14. Who dispenses drugs and devices to patients and how are those dispensers compensated?
The Medicines Act 1968 defines 3 legal categories of medicines: POMs, pharmacy medicines and GSL medicines.
POMs can only be sold by a pharmacy registered with the General Pharmaceutical Council (GPhC), under the supervision of a responsible pharmacist, and pursuant to a valid prescription given by an authorised practitioner (these requirements apply even when the sale or supply is made via the internet). The responsibilities of the responsible pharmacist are set out in the Medicines (Pharmacies) (Responsible Pharmacist) Regulations 2008 (discussed further in answer to Question 15) and he/she must be registered with the GPhC. A corporate body running a registered pharmacy or pharmacies must also nominate a registered pharmacist to act as superintendent pharmacist with overall management of the pharmacy. The responsible and superintendent pharmacist can be the same person (though where a company runs several pharmacies, it will not be possible for one person to meet both sets of legal duties).
The same rules apply to the sale and supply of pharmacy medicines (save that they are not sold pursuant to prescriptions).

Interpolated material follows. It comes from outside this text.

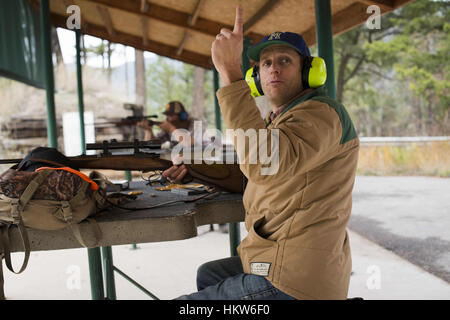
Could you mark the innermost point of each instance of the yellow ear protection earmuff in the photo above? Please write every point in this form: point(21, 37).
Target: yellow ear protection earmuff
point(182, 116)
point(314, 75)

GSL medicines can be sold from any premises so long as they are pre-packed and the premise can be locked from the public (and, if sold from a machine, that machine must be within such premises).
The reimbursement of pharmacies for drugs and devices supplied by them has been discussed in the answers to Questions 2 and 13. In addition, pharmacies can claim certain fees and allowances from NHS England for dispensing certain products under Part IIIA of the Drug Tariff (which covers professional fees).
15. What are the professional and legal responsibilities of those who dispense drugs and devices? What role do they play in providing patient care, information, and safety?
As said in answer to Question 14, a pharmacy business must appoint a registered pharmacist to act as the responsible pharmacist. The responsible pharmacist’s role is to secure the safe and effective running of the registered pharmacy at all times that he/she is in charge (i.e. including when the pharmacy is operating but not open to the public or when absent on pharmacy business). In particular, the role includes responsibility for the sale and supply of all medicines from the pharmacy. The duties include:
- displaying a conspicuous notice that gives the details of who the responsible pharmacist is;
- making and keeping records;
- following pharmacy procedures; and
- making appropriate arrangements for periods when absent from the pharmacy.